LGBT veterans to march during St. Patrick’s Day parade
Outvets, a group composed of LGBT veterans, will be allowed to march during Boston’s St. Patrick’s Day parade after organizers backtracked on barring them from participating.
OutVets had said on Friday night that they will accept the invitation to march on March 19.
The issue began when the South Boston Allied War Veterans Council voted to bar OutVets from the event, which drew strong condemnation from a number of high-profile politician invited to the parade.
Some of them had said they would not march if the gay veterans won’t be allowed to join, while some sponsors decided to back out from the event.
LGBT veterans barred from marching
Prior to this, OutVets had been allowed to march in the past two years of the parade. They were first allowed to join in 2015 after previous years of resistance by parade organizers.
For this year, the Council had voted last Tuesday not to allow the gay veterans to march if they would display their rainbow symbols. The vets could only join the parade if they hid the rainbow flag on their banner and jackets.
In its statement defending their vote last Thursday, they said: “The council is accepting of all people and organizations, but it will not permit messages that conflict with the overall theme of the parade.”
But the Council’s decision to allow OutVet to march was announced last Friday on the parade’s Twitter account, stating that they had signed an “acceptance letter” that would allow the gay vets to join.
“I decided this is a wrong that has to be corrected,” said Tim Duross, the parade’s lead organizer, told WHDH-TV.
The LGBT veterans group said on their acceptance of the invitation: “We look forward to marching proudly on March 19 and honoring the service and sacrifice of those brave men and women who have sacrificed for our country.”
Politicians decry decision to bar LGBT veterans
When the Council decision was first announced, a number of people and groups raised a furor.
OutVets executive director Bryan Bishop said in reaction to the Council’s decision: “It infuriates me to look at the veterans that I know, gay and straight, who have served this country with valor and honor and distinction, and just because you’re a veteran who happens to be gay your service is somehow less than someone who is not of the LGBT community or someone who’s not gay.”
Meanwhile, Governor Charlie Baker said the decision “doesn’t make any sense” to exclude gay veterans”. He told reporters: “If veterans’ groups aren’t allowed to march in that parade for whatever reason, then I’ll probably do something else.”
Boston Mayor Martin J. Walsh said: “I will not tolerate discrimination in our city of any form. I will not be marching in the parade unless this is resolved. Anyone who values what our city stands for should do the same.”

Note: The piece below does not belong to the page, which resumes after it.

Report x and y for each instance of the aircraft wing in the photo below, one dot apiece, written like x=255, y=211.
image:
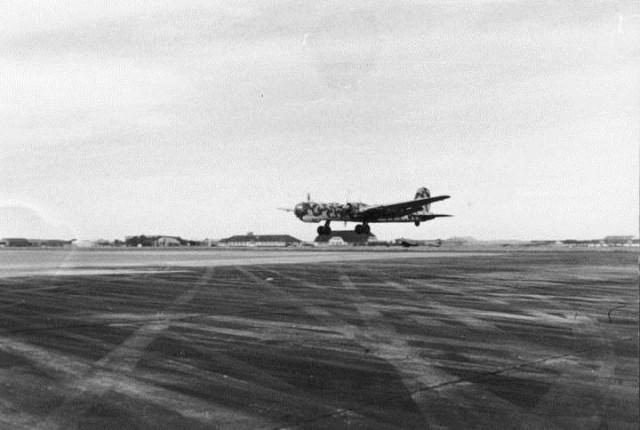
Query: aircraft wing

Likewise, Dan Magoon, the executive director of Massachusetts Fallen Heroes, had quit his position as the parade’s chief marshal in reaction to the decision.
Michael Flaherty, a Boston city councilor, was more blunt: “Whoever voted for this is a nitwit.”
“We all believed we’d moved beyond a time when the St. Patrick’s Day Parade was used as an occasion to exclude people, in this case veterans, from our community just because of who they are or who they love,” United States Senator Edward J. Markey said in a statement boycotting the parade.
Among the sponsors of the parade that backed out was supermarket Stop & Shop while beer company Anheuser-Busch said they were “evaluating” their participation.